An algorithm is now able to diagnose Alzheimer’s from a single brain scan, according to a UK study. The modeling can even diagnose individuals at an early stage of the disease, normally a difficult task.
“Currently no other simple and widely available methods can predict Alzheimer’s disease with this level of accuracy, so our research is an important step forward,” said lead researcher Prof. Eric Aboagye in a media release.
The June 20 study published in Nature found that a machine-learning MRI algorithm can predict whether a person has Alzheimer’s or not with 98 percent accuracy. The modeling can also differentiate between an early and late-staged Alzheimer’s patient with a fair accuracy of 79 percent.
The modeling could be achieved on a standard 1.5 Tesla machine, which is commonly found in most hospitals.
Currently, to diagnose someone with Alzheimer’s, many tests must be taken, including MRI or CT, cognitive tests, blood tests, as well as tests to look for biomarkers or hallmarks of the disease.
However, all of the tests have limited accuracy by themselves, and need additional tests to support them. A 2017 study on biomarker data determined it had an accuracy of 77 percent for Alzheimer’s diagnosis, whilst a 2021 study found MRI could miss up to 20 percent of cases and may falsely predict at least 50 percent of cases for early diagnosis.
“Many patients who present with Alzheimer’s at memory clinics do also have other neurological conditions, but even within this group our system could pick out those patients who had Alzheimer’s from those who did not,” said Aboagye.
The modeling was made by adapting an algorithm used in classifying cancer tumors. The researchers divided the brain into 115 regions and allocated 660 different features such as size, shape, and texture. It is then trained to identify these features to accurately predict the presence of Alzheimer’s disease.
The researchers found the algorithm identified features that were previously not associated with Alzheimer’s such as the cerebellum—the part of the brain that maintains balance posture—and the ventral diencephalon which is linked to the sensory and motor functions and sleep-wake cycles.
These findings also open up potential new areas for research into these areas and their links to Alzheimer’s disease.
Since different features are present at different stages, and some people affected by Alzheimer’s may also have other diseases such as Parkinson’s, frontotemporal dementia, and so on; therefore the algorithm goes through two rounds using two different sets of criteria.
The two sets of criteria are called Alzheimer’s Predictive Vector 1 (ApV1) and Alzheimer’s Predictive Vector 2 (ApV2).

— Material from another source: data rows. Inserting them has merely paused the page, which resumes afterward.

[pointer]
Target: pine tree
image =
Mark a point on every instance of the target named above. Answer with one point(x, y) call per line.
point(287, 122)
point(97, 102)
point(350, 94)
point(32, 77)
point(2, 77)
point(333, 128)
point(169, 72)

ApV1 is used in the first round to identify Alzheimer’s patients from those that are not affected. The algorithm examines 20 features across 14 regions across the brain out of 656 features. It also integrates cognitive scores and the presence of 19 Alzheimer’s disease hallmarks among 12 regions.
If an individual is identified with Alzheimer’s, they will then be scanned by the ApV2 algorithm which separates patients into early and late-stage disease. The ApV2 draws out 8 features and integrates cognitive scores with the presence of 19 Alzheimer’s disease hallmarks.
Consultant neurologist Dr. Paresh Malhotra said that this new algorithm can help to identify features that are not visible, even to specialists.
“Using an algorithm able to select texture and subtle structural features in the brain that are affected by Alzheimer’s could really enhance the information we can gain from standard imaging techniques,” he said in the media release.